TULSA, Okla. – Christopher Bell led the most laps around Tulsa Expo Center on Saturday evening, but couldn’t translate such control to a fourth Chili Bowl Nationals Golden Driller.
The 27-year-old NASCAR Cup Series driver for Joe Gibbs Racing paced 36 of the 55 circuits from the pole in a Keith Kunz Motorsports midget – the stable that had dominated the week – until Tanner Thorson dismantled Bell on a lap-37 slide job.
Thorson celebrated his first Chili Bowl Nationals triumph while Bell’s runner-up put him on the losing end for the third-straight year.
“I probably lost the race because Tanner was in second and searched around the track a little better than I did,” Bell said. “I didn’t want to get off the bottom and nobody wanted to get off the bottom. I was trying to be patient in traffic. It got really slick, and I started to slow down in three and four and I started to consider running the middle, but Tanner beat me to it.”
Bell understands the precision it takes to win the Chili Bowl Nationals. He won three-straight event titles from 2017-19, including a last-lap pass for the win around Kyle Larson in ‘19.
In 2020, Bell finished second to Larson, and last year, Bell had Larson in crosshairs in the final laps, running second until he misjudged the cushion and subsequently flipped to finish 14th.
On Saturday, an ill-timed caution didn’t play to Bell’s benefit. With six laps to go, Bell gained position on Thorson in traffic, racing to his outside off turn four. Then the slower cars of Brady Bacon and Colby Copeland got tangled in front of the race for the lead, as both Bell and Thorson narrowly missed disaster.
That gave Thorson a clean track on a single-file restart with six laps left.
“It was gut-wrenching,” Bell said of the caution. “[Thorson] got tight off of [turn] four, which allowed me to get to him. There were cars on the top, cars on the bottom and cars in the middle.
“That’s when it was fun when you have to pick and choose your opportunity to get by him. I saw my chance and I was able to get by him. I felt that would have been my best opportunity to win if it had stayed green.”
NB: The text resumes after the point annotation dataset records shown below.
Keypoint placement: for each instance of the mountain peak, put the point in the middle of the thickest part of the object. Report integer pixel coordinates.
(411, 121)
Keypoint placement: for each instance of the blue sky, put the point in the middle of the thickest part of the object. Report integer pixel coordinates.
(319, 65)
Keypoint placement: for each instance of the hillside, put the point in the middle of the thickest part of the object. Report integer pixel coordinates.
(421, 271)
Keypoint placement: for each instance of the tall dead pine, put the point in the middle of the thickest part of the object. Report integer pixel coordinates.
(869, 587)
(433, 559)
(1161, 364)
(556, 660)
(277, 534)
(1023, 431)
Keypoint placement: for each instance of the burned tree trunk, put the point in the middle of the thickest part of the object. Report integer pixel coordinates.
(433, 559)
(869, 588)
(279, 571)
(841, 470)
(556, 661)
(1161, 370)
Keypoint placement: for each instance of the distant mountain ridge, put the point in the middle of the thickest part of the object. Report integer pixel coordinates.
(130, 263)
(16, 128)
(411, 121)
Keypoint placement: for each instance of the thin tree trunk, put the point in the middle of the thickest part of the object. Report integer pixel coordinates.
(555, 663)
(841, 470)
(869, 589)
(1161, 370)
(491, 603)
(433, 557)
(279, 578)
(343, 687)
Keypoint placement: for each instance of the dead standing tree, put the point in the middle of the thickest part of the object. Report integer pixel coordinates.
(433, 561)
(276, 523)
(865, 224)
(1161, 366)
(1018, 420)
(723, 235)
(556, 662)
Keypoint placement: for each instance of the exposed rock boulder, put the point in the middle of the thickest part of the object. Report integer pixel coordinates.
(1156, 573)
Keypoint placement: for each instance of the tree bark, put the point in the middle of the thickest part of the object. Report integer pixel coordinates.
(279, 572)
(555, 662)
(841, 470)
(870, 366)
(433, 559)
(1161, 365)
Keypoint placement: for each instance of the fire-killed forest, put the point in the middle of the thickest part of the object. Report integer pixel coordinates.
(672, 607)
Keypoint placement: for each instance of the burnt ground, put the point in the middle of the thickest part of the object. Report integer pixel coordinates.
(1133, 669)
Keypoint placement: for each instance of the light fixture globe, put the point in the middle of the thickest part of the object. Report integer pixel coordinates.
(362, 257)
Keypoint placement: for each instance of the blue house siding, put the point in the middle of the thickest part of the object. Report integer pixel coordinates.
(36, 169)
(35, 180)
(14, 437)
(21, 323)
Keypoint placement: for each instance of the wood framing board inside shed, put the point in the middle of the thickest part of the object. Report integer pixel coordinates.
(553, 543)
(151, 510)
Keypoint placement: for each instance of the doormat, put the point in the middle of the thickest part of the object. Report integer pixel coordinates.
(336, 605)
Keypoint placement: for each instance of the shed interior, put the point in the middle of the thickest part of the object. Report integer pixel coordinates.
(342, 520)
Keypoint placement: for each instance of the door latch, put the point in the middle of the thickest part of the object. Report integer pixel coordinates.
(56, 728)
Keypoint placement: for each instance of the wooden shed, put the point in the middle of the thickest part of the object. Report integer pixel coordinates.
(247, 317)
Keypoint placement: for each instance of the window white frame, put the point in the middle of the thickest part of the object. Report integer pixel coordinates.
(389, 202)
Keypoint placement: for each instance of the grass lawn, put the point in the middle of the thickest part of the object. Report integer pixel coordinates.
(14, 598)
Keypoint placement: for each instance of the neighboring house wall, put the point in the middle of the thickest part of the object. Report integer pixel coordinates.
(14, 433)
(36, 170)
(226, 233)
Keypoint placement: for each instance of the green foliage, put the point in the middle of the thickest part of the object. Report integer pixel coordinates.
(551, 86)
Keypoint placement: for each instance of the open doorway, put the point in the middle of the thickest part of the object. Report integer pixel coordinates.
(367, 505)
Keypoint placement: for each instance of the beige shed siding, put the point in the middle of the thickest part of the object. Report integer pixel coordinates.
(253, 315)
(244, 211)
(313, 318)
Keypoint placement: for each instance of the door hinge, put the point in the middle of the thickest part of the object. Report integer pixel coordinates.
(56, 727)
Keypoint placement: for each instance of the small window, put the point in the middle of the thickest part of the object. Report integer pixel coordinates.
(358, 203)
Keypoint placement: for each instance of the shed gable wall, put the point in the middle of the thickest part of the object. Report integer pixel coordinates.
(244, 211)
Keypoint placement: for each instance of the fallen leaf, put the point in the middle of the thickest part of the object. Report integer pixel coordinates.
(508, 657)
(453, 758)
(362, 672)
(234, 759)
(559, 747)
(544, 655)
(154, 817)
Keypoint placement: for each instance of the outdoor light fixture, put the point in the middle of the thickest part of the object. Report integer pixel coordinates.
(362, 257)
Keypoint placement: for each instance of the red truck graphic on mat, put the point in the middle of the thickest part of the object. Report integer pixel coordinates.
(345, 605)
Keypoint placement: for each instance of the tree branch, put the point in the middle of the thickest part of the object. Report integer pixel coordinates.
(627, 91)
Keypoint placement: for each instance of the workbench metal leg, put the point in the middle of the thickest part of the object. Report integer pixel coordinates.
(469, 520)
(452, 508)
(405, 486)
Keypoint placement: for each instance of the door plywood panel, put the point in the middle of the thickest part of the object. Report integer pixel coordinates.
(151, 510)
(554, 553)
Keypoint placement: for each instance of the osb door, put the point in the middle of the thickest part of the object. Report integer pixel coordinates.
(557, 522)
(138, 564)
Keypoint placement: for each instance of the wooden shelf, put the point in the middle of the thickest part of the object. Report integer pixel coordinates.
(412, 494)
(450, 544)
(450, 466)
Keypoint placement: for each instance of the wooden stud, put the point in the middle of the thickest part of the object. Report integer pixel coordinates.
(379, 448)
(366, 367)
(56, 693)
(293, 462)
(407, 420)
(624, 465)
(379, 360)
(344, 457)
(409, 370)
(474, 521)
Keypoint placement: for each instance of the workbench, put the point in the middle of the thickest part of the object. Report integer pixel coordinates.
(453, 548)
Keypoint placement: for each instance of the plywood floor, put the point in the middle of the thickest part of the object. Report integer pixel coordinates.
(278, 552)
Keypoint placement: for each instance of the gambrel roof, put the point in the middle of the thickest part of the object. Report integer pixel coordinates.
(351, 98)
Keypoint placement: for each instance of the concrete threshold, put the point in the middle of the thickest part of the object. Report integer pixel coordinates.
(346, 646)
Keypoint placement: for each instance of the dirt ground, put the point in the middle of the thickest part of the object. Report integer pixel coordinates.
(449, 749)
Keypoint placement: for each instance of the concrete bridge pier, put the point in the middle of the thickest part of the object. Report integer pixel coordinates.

Bell said the restart was “deja vu” from preliminary-night Thursday, where Bell restarted second behind race-long leader Thorson with four laps remaining.
On Thursday, Bell stuck an assertive slide job once things resumed for the race lead and eighth preliminary-night win.
“On Thursday, he was leaving the door open going into turn one, so I tried to fill the hole on Saturday],” Bell said. “This time I did. I completed it, and he got back and blocked the slider. I tried to rip it really hard and unfortunately got tight on the cushion.”
Thorson, that time, ripped his midget off the cushion, underneath Bell’s machine that slid in front, and undercut back to the point. By then, Bell’s hourglass emptied.
“Whenever I got to lapped traffic there, I knew the middle was getting good off turn four,” Bell said. “I was having to really baby it against the curb so I didn’t toss the nose.
“My gut was telling me to move down but, man, when is the middle ever the place to be at the Chili Bowl? Unfortunately it was tonight.”